Sonification of Intervals


Posted by Mike Winters on October 01, 2013


I’ve been working on the ELVIS project for a little bit over a month now. Though I began working with Christopher on the web-interface and back-end, in the past few weeks, I’ve been focused mostly on sonification.

Sonification, in case you don’t know, is a systematic process in which data is transformed into sound. At the moment, I’ve been listening to the extracted intervals of Dufay, Josquin, Palestrina, and Beethoven at speeds up to 10,000 intervals per second. Though I predicted that sonification could be used to differentiate these corpora, it turns out that it can probably do much more. For the Digging into Data Conference, I’ve generated some recordings in which sonification exposes dramatic changes in the temporal evolution of the data, and helps identify patterns at local and global time scales.

To give you an idea of what each interval sounds like, imagine a pianist lightly striking the piano as quickly as possible. The resulting note is extremely short, and extremely soft. Although no pianist could play through all of these intervals at such high speeds, playing each note softly and quickly makes it possible for the most amount of notes to be heard. There is less-overlap between notes, and playing softly means that more notes can be played without the overal sound getting outrageously loud at high speeds.

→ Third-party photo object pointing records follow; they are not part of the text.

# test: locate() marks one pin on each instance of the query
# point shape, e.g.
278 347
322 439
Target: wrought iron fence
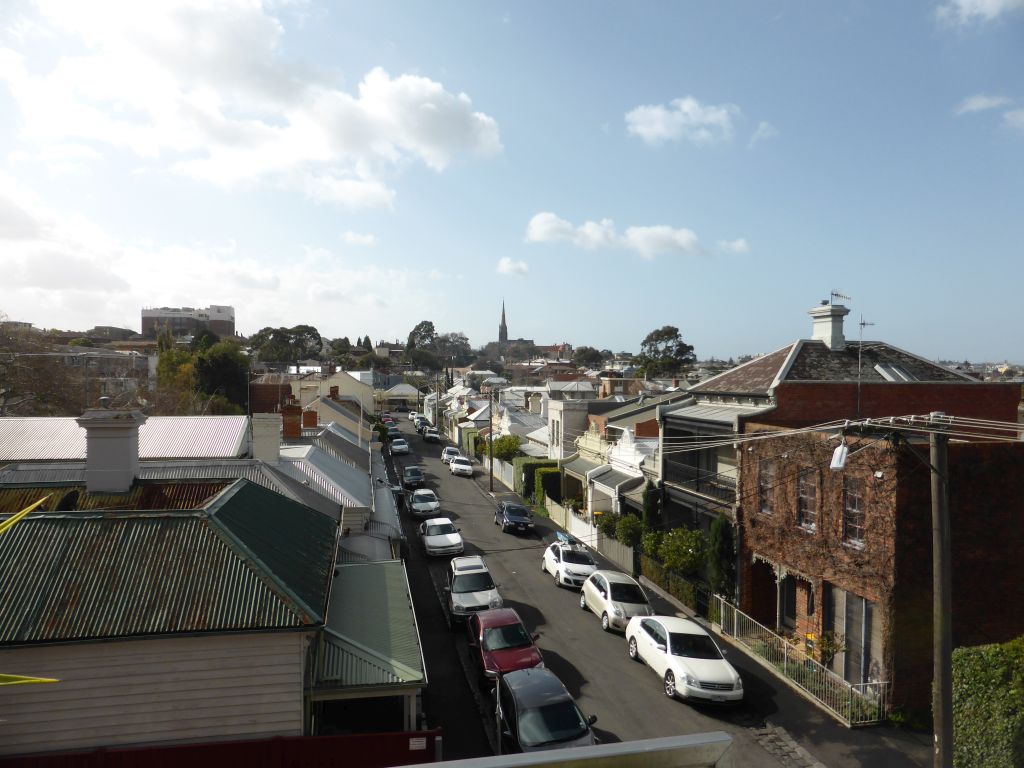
853 704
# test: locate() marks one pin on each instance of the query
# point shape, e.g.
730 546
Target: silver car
614 597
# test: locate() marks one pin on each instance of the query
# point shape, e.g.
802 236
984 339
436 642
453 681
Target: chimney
111 448
827 325
292 416
266 437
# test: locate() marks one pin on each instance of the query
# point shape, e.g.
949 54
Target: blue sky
604 168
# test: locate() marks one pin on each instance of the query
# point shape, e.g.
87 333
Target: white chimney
828 325
111 448
266 437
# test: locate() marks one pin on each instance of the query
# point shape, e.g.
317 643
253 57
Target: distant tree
664 352
587 357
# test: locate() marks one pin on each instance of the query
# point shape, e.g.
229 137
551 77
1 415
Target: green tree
664 352
683 550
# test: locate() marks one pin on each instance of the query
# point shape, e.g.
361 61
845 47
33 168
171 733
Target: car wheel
670 685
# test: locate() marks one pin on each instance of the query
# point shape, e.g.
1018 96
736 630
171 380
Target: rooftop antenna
860 348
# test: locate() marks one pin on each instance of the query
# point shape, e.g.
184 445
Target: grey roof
60 438
372 637
249 560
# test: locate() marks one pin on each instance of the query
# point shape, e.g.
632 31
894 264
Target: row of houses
822 555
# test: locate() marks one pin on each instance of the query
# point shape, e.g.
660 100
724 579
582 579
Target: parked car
614 597
514 517
684 655
537 713
500 643
469 588
424 503
461 466
412 477
440 537
569 564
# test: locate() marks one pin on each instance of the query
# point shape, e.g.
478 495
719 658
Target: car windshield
692 646
551 723
440 528
627 593
578 557
472 583
509 636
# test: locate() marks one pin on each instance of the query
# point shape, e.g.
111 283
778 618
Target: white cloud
357 239
980 102
508 266
764 132
683 119
734 246
1015 120
205 88
965 11
648 242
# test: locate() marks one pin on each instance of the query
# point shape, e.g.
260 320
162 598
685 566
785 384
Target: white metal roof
60 438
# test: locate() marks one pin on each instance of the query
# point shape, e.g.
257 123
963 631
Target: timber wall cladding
153 691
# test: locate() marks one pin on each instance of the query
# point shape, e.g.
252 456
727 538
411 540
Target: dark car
514 517
500 643
412 477
537 713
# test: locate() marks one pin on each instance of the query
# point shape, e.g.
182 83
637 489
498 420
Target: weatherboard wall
169 690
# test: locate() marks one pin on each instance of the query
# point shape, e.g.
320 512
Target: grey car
537 713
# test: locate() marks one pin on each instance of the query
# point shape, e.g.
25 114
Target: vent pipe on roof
111 449
827 325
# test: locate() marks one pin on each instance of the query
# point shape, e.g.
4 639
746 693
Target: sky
603 168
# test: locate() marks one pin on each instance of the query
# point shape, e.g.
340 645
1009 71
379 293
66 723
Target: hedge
523 471
988 706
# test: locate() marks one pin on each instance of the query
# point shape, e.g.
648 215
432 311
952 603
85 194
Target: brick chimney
111 448
827 325
292 416
266 437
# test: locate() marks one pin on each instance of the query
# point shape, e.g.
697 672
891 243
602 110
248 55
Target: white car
569 564
461 466
440 537
424 503
614 597
688 660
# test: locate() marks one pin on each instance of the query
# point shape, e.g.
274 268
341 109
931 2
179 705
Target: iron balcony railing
853 704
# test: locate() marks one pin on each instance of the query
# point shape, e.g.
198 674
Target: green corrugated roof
252 560
372 637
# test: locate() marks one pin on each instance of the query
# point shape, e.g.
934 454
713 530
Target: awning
579 467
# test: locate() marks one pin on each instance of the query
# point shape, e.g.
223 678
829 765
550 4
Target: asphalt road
626 696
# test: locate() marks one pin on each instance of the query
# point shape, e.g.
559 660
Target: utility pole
942 644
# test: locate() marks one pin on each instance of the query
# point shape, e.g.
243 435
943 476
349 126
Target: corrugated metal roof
60 438
372 638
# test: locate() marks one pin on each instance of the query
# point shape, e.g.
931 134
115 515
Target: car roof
681 626
499 617
534 687
468 564
615 576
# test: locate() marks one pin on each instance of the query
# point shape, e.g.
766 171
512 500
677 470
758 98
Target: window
807 499
853 511
766 486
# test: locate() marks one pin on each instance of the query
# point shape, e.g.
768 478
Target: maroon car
500 643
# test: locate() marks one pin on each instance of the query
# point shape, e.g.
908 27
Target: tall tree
664 352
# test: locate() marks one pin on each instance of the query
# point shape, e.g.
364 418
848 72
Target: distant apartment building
185 321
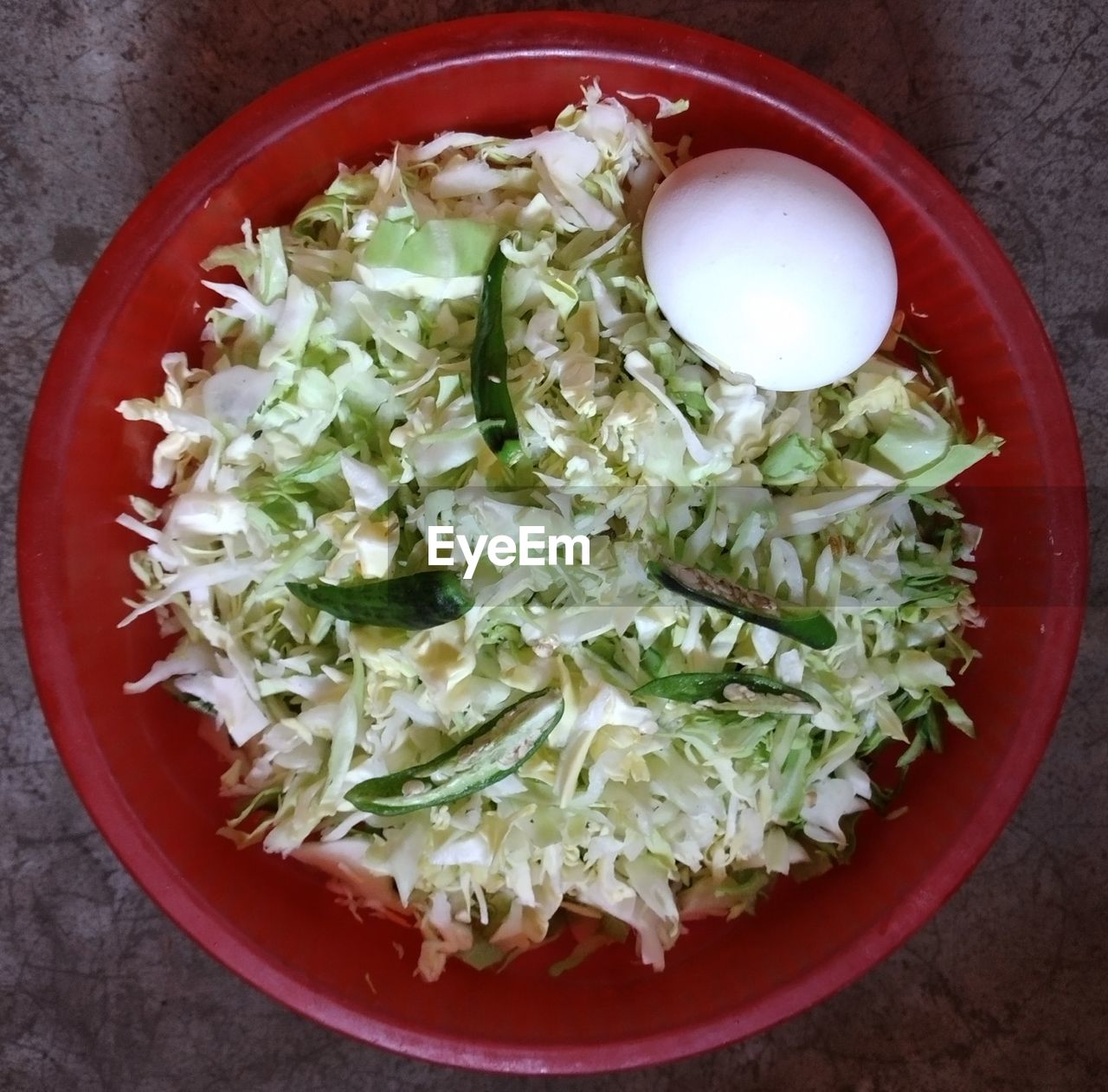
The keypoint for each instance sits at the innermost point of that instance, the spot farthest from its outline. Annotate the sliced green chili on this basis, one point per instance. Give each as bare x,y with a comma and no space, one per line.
487,755
740,687
416,601
492,401
802,624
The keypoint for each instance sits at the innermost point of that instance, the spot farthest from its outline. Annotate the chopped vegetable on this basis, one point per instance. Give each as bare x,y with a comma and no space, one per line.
804,625
738,687
352,386
420,601
492,401
486,755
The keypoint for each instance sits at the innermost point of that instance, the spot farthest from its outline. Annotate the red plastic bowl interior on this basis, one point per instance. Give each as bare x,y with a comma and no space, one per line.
151,783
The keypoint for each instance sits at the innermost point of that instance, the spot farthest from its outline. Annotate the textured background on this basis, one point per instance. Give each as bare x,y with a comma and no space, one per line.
1005,989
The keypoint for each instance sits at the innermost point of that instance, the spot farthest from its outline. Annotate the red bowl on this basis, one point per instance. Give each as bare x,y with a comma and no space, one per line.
150,782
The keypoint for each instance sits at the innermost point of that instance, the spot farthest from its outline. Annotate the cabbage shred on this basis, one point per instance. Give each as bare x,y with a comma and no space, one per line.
332,422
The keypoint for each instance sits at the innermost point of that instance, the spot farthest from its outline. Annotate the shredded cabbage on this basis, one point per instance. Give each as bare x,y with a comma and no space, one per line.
332,423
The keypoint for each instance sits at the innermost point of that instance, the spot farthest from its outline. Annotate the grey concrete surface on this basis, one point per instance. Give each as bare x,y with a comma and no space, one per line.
1006,989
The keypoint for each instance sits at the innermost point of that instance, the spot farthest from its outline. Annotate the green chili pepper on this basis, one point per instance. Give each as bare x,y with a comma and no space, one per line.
487,755
416,601
739,687
802,624
492,401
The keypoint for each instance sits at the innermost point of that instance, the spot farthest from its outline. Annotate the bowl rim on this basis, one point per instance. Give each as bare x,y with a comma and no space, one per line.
288,106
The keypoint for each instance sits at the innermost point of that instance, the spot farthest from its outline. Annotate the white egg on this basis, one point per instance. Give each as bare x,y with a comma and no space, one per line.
770,267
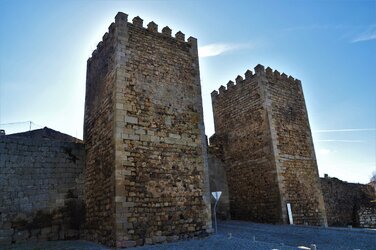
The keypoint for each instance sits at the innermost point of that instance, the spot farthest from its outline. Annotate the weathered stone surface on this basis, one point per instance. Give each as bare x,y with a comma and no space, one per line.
366,215
261,124
146,172
41,186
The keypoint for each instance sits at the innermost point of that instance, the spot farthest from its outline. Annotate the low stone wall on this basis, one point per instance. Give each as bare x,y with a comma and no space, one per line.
41,189
343,200
367,216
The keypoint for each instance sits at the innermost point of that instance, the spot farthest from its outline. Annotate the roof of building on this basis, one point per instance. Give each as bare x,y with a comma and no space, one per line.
46,133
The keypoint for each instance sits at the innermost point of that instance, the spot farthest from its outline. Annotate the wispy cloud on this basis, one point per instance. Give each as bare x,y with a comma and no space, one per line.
217,49
335,140
344,130
369,34
324,151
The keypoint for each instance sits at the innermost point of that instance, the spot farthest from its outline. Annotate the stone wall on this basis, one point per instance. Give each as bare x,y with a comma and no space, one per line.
367,216
262,125
41,189
144,123
99,141
343,200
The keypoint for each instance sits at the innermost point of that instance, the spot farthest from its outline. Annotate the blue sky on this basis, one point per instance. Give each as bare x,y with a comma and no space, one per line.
329,45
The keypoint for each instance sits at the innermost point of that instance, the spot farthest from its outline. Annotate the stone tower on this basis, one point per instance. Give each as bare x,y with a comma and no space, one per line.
262,128
146,163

To really experiment and play around with these corpora, I quickly found that just listening was not going to be good enough. With over 25,000 intervals in each database, I needed a way that I simultaneously view the data, zoom in on local events, quickly swap between listening to horizontal and vertical intervals, and the corpora (e.g. Beethoven, Josquin, etc.). That’s why I made a GUI (a graphical user interface). With it, I can also understand properties of the data visually, and use sound to expose patterns that I previously could not see.

My favorite part so far is the speed knob. It’s fun to see how many notes I can play at a time before my computer starts notably combusting. It’s not so bad, it just sounds like holes in the data. The knob goes up to 10,000 intervals per second, but on my small laptop, I can usually get it up to ~6,500 (sometimes less if recording).

In the future, we’re considering ways of making the program more accessible. Right now, you have to have SuperCollider (and some extra code hacks) to get it to work on another computer. For musicologists and other music researchers, I think it would be nice to just make it so you can boot it just like any other application. I wonder if anyone is interested in this besides me?